A bus from Guilin is the most popular way of getting to Yangshuo. Some take the Li River by boat, but I didn’t have time to invest in such a venture. The burly bus left me close to West Street where tourists furnish the roads like Indians at a cricket game. I immediately boarded a motorcycle taxi to the Yangshuo Snow Lion Riverside Resort, which rests perfectly on the Li River. As the motorcycle drew me closer to my lodging I felt the breath of Yangshuo slowly inhale my heart. The green land moved across my eyes like a time machine as I stepped into the stories and the lives of ancient China. The unpredictable Karst landscape testified to earth untouched, unharmed by the ticking of the clock. Rice paddies, green and yellow, proudly displayed China’s prize crop. Workers ploughed their fields. Shifting scenery carried on like a movie, one wished had no end. The emergence of the moon’s reflection, bleeding into the Li River, brought awakening to my trance-like state. My guidebook promised a short drive from West Street to the Snow Lion Resort. But numbness in my backside testified to well over five minutes of motorcycle riding. Open tar roads became narrow dusty paths, street lights faded, local village fires blurred my vision, and suddenly then slowly, fear began to move through my veins like a steam locomotive.

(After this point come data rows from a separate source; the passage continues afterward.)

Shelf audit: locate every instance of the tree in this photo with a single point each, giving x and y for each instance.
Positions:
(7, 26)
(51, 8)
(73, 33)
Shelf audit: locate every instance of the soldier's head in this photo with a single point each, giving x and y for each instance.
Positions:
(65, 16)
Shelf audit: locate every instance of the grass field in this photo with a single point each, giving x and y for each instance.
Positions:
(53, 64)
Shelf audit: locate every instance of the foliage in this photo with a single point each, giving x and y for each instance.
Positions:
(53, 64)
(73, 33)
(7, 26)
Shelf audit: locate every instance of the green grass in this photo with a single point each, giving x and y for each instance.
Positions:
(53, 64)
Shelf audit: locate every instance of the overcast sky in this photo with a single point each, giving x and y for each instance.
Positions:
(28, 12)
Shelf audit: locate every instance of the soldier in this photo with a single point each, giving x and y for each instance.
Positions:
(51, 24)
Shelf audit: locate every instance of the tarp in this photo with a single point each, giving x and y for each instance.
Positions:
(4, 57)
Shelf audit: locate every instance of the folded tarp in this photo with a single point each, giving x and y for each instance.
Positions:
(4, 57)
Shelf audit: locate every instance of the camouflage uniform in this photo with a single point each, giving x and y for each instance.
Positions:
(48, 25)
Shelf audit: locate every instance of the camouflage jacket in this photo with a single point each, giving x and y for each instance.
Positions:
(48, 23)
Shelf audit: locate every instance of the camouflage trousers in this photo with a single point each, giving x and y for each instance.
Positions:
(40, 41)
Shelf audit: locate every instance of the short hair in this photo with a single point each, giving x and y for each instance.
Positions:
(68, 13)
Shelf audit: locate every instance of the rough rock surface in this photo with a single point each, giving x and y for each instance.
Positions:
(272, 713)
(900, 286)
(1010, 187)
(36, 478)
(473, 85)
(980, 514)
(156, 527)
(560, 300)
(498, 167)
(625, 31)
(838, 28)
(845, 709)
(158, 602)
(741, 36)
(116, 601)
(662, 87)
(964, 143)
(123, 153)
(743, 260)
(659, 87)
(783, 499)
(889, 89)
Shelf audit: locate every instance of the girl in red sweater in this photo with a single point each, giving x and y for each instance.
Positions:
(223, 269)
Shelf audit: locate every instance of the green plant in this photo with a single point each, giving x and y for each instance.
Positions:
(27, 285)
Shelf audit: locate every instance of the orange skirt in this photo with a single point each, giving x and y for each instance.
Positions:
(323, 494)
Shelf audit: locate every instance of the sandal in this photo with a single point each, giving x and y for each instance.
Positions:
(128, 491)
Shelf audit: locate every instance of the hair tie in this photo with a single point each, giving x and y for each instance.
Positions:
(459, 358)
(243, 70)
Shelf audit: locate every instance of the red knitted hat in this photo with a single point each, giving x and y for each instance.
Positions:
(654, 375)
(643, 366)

I tapped the shoulder of the driver and turned my palms towards the early night sky in petition of this wandering. His head remained steady and stony, dead to my request. I pushed harder this time, on both of his shoulders, with barbaric shouting, into the dirty drum of his ear. A sharp, bony elbow came at me like a boomerang and almost forced me into the fast moving, coffee-brown earth below. Then he turned his head to face me, and pulled up his shirt to show a long, rusty machete hugged by the stale skin of his stomach. I had been warned. Dread bent every organ in my body, horror held me under a sea of panic. I was being kidnapped.

Hesitation succumbed to adrenalin, a wild wind to thoughts of logic. I leaped from the motorcycle onto ground, hard as winter iron, even through the pillow of my backpack. Blood gushing from my wrists, I ran from the path, towards a clutter of mud-walled huts, as fast as panic could move me. Now it was my head, stiff and unyielding to the temptation of glancing behind for a pursuing motorcycle. Opera-like sound became a rushing river, from the cave of my stomach, out of my mouth, then into the sea of humble Chinese ears around me: “Help, help!”

An old man, twisted and bent like a tree, came out from a small house, hurried towards me and reached for my hands. His sight was comforting and the only promise of safety. I followed him into his quiet refuge of a home. He immediately called for his wife, who came with warm water and cloths, to nurse my bloody wrists. None of them knew English and my Chinese was as sparse as shooting stars. But they knew what had happened. They had seen it before. And I knew that I was safe; that they would keep me until morning under their watch and care, to make sure of my peaceful passage from my horror in Yangshuo.